Frédéric Khan Panni

Michel Jouët à l’ouvrage

Michel Jouët nous donne des objets intéressants à voir. Insistons : qui présentent des qualités originales du point de vue plastique, de la mise en forme des matériaux. Le travail est déjà salutaire à cet égard.

Il n’est peut-être pas d’abord question de style. Mais, prosaïquement, d’un système de contraintes et de règles de la production des ouvrages, également consenties et souhaitées. Le format élémentaire courant est un carré de 110 cm de côté, celui qu’accepte, exactement, le coffre de la berline de l’auteur. Les matériaux des collages ont d’abord l’avantage d’être disponibles : ficelles trempées dans la peinture, rebuts d’enseignes en plexiglass, allumettes, poils, fil à plomb, billes de bois, plumes d’oiseaux. Cette sélection, comme il se doit, ne manque pas de références ou de signification : l’auteur est bien un constructeur. Et l’œuvre est riche de la stricte économie de ses trouvailles.

Les machines de Michel Jouët concrétisent, avec une perfection technologique et arithmétique rare, des formules, les solutions de problèmes : Passage de l’horizontale à la verticale selon des rotations successives identiques de 6° (MUR DU LYCEE DE LA MODE A CHOLET, 1988), Contamination de la sphère par le cube et réciproquement (SPHUBE, 1992), soient une ficelle de nylon blanc ou/et peinte en noir et un panneau de 110 cm de côté et de 4 cm d’épaisseur peint en blanc ou noir dont la tranche, tendre la ficelle sur l’avers du panneau en utilisant une seule fois chacun des points de fixation (SERIE DES FICELLES, années 1960-1990), étant donné un panneau de bois de 110 cm de côté et un monceau de fragments disparates de plexiglass, accumuler ceux-ci sans limitation d’épaisseur sur celui-là de façon à masquer complètement et parfaitement le support (ACCUMULATIONS, 1991).

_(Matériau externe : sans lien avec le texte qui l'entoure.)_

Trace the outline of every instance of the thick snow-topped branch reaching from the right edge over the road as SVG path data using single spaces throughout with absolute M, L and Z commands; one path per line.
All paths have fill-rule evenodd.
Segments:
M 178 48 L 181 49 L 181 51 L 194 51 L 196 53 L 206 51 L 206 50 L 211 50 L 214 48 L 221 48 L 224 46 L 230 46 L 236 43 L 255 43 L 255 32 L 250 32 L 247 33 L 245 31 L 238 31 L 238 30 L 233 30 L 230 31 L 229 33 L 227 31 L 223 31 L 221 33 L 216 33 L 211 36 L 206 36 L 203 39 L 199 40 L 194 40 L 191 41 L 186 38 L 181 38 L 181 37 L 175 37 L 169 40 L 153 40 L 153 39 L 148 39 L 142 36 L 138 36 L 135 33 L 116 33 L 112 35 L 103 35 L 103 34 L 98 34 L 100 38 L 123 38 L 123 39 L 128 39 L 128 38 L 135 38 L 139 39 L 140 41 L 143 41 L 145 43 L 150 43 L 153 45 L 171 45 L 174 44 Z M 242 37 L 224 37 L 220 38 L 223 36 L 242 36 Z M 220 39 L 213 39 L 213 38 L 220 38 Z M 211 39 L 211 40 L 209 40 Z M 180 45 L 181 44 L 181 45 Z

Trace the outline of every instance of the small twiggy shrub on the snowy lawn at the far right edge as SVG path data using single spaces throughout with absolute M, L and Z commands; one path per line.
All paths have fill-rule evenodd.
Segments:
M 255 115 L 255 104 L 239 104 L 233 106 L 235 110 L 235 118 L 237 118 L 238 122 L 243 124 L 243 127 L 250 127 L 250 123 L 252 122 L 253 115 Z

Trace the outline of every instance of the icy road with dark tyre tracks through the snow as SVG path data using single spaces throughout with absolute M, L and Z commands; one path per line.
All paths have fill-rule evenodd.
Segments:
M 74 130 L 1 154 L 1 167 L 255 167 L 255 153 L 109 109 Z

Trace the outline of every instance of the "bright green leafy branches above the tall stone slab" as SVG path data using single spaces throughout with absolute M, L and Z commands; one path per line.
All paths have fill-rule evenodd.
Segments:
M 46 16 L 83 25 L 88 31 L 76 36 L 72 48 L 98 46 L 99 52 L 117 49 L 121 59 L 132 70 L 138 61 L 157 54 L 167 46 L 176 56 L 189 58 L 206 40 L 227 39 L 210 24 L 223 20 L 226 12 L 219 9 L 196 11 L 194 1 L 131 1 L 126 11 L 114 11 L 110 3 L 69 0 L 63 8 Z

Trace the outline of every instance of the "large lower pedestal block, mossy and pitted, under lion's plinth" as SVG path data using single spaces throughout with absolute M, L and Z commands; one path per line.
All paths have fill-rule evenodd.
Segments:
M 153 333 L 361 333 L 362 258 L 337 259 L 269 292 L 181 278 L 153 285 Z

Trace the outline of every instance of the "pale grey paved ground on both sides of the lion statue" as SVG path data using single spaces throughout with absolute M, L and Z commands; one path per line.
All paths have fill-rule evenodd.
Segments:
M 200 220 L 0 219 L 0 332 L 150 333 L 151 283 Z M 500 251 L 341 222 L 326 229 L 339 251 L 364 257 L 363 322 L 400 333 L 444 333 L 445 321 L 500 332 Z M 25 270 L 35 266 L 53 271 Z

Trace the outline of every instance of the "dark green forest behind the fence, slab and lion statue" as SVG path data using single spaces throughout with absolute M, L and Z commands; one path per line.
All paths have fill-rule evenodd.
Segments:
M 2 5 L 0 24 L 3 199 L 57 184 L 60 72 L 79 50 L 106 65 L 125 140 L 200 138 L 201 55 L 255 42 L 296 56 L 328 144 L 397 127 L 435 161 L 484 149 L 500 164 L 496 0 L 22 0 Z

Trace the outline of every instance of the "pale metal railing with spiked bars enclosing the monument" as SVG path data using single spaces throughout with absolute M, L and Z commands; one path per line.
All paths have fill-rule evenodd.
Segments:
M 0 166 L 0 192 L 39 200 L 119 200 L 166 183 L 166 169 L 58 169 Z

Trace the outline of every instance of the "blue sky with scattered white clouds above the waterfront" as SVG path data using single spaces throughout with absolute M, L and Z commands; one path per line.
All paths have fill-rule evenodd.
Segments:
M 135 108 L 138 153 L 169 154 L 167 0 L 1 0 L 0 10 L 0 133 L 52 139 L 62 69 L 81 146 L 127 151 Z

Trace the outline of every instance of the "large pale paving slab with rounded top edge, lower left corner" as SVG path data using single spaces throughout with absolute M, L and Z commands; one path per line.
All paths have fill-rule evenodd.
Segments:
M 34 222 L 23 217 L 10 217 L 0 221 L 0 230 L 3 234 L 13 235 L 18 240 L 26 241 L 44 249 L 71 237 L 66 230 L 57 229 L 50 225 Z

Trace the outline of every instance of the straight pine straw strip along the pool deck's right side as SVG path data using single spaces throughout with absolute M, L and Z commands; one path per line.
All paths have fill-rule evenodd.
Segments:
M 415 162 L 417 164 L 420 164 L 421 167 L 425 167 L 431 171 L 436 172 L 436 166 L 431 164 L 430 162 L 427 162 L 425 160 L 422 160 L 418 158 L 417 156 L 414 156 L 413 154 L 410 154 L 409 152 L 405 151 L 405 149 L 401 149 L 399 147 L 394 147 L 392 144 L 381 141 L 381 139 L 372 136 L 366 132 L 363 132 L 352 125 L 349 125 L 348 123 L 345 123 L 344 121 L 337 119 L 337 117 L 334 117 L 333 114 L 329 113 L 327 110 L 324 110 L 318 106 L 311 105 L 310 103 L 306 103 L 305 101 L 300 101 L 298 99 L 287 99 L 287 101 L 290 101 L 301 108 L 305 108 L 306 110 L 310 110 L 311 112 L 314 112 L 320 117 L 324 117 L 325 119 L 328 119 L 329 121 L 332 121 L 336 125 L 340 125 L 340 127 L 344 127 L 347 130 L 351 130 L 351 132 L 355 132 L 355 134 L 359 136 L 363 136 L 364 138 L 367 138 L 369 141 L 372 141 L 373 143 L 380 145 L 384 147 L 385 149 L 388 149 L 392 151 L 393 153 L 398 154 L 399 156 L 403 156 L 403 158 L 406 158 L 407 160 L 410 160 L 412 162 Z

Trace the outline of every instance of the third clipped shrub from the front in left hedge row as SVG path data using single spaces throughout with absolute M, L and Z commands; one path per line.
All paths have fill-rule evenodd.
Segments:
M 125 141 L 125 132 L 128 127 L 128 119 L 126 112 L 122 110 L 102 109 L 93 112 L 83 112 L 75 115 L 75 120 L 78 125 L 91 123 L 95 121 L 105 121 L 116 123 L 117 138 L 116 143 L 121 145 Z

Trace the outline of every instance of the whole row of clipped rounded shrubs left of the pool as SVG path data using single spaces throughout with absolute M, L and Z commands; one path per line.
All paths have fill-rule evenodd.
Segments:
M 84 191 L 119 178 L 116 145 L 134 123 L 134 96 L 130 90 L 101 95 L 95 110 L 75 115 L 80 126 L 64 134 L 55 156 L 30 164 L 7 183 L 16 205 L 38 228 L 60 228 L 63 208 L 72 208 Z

Formules, problèmes sont dérisoires. Les machines sont parfaites et rieuses. Mobiles dans les années 1960 et toujours « cinétiques », vacillantes. Là, notre œil s’évertue à observer le fil à plomb tendu à la verticale, ici à vérifier l’orthogonalité des trames entre elles. Les idées de ce constructeur sont exactement poétiques. Leur matérialisation leur fait gagner de l’intensité sur un mode particulier d’approbation de l’environnement. Les fissures du bois, les craquelures de la peinture, d’anciens tableaux même ou encore des souris deviennent motifs. Le plus grand trait, mais s’effaçant, sur la plus grande surface : le sillage de l’avion à réaction, photographié et sérigraphié, trace sur un aplat noir ou bleu une passionnante série de polyptiques (PLAIN TRAILS, 1990).